C’était la IVe République
La liste des ouvrages d’Arthur Conte donne le vertige. Si ce dernier-né entre normalement dans la catégorie « Histoire », il pourrait tout aussi bien figurer parmi les romans. On aimerait aussi l’entendre raconter, en bénéficiant en plus de l’accent !

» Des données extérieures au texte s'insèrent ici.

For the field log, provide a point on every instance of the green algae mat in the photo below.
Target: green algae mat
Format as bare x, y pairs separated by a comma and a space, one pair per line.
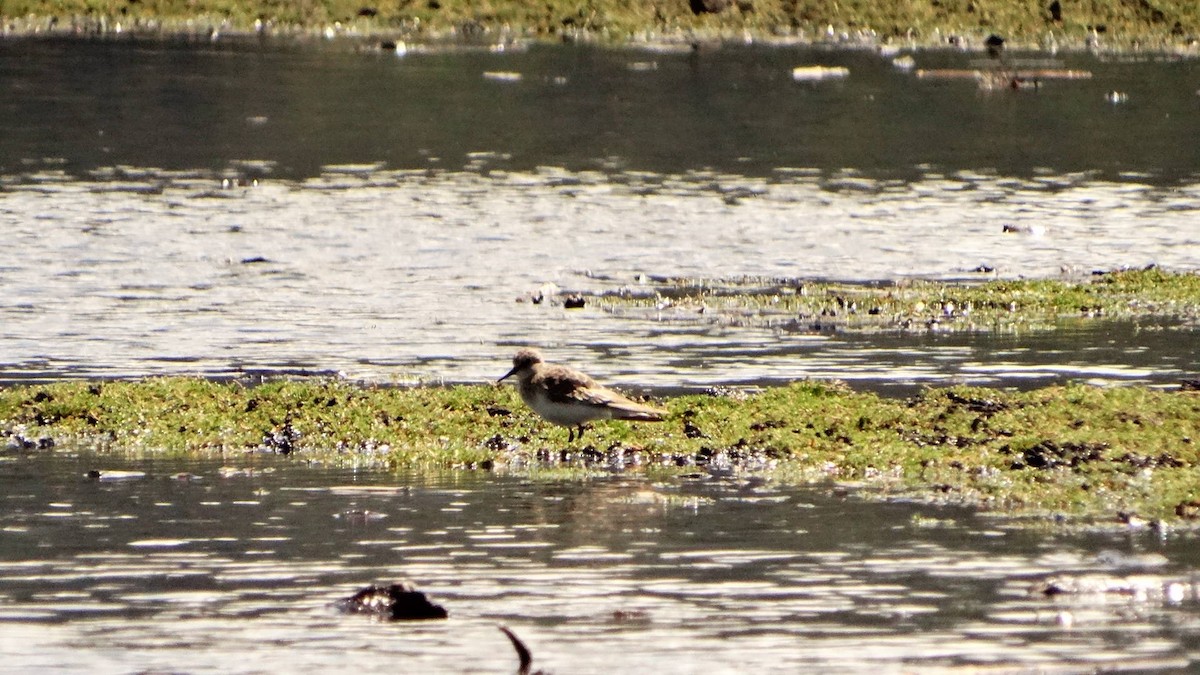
1125, 452
1079, 452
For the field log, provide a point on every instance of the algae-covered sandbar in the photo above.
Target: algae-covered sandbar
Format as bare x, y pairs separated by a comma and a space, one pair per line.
1072, 451
1077, 451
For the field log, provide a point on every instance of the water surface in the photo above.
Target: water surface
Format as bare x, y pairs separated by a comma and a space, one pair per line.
231, 209
233, 568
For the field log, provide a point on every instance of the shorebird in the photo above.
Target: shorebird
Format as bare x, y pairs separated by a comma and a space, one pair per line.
568, 398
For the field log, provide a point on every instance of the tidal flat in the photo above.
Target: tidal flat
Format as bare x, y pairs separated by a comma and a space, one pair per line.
1110, 454
1114, 24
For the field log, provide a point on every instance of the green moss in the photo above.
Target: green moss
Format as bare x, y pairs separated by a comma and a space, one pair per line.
1067, 451
1162, 22
921, 305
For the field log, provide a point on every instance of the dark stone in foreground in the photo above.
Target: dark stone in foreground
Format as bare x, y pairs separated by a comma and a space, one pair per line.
397, 602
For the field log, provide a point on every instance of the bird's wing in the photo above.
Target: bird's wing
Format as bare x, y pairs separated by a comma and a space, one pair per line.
564, 384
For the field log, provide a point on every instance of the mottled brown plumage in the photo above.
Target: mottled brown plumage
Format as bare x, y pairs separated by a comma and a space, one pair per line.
569, 398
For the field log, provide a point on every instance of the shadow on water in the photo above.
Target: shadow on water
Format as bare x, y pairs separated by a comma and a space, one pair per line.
191, 566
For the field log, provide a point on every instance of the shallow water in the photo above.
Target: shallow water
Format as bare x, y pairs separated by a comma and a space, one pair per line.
402, 207
235, 569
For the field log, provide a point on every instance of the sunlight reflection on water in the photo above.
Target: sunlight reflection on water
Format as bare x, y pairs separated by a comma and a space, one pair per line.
725, 575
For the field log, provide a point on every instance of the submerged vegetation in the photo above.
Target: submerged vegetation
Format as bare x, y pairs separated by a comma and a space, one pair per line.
1150, 293
1074, 451
1157, 23
1077, 451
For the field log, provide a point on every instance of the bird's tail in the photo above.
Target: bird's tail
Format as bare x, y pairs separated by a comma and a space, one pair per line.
637, 412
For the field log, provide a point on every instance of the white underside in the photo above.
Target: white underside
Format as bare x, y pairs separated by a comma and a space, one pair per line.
568, 414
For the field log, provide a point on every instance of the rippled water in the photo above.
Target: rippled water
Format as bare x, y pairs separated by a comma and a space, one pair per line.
403, 205
233, 568
405, 275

Quinze années, quinze chapitres auxquels l’auteur s’est efforcé d’attribuer un titre révélateur des difficultés de l’époque (année « des grèves », année « pagaille », celle « des épuisements » précédant celle « de l’abdication ») et prétendant décrire non seulement l’itinéraire cahotant d’un régime, mais en même temps l’évolution d’une société « fille de la guerre », sortie péniblement de la noire parenthèse de l’occupation et des excès de l’épuration qui connut « des prisons plus surpeuplées que celles de 1793 ». Le pays s’achemine désormais vers l’ère de la consommation, s’équipe, s’urbanise, et la natalité bat son plein. La volonté d’exhaustivité dans la relation apparaît dès la couverture, où la 4 CV et le radieux sourire de BB voisinent avec le petit chapeau de Pinay et la moue sarcastique de PMF. À vrai dire cependant, tout ce qui concerne les découvertes scientifiques, les percées techniques, les mœurs, la mode, les arts et la vie mondaine, ainsi que la disparition de gens illustres, est bloqué en fin de chapitre à la manière d’une compilation de presse (sans oublier l’épanouissement progressif de la télévision que les curieux allaient dans ses débuts regarder au café sans pouvoir encore s’intoxiquer à domicile, et qui fut un temps le domaine chéri de Monsieur Conte).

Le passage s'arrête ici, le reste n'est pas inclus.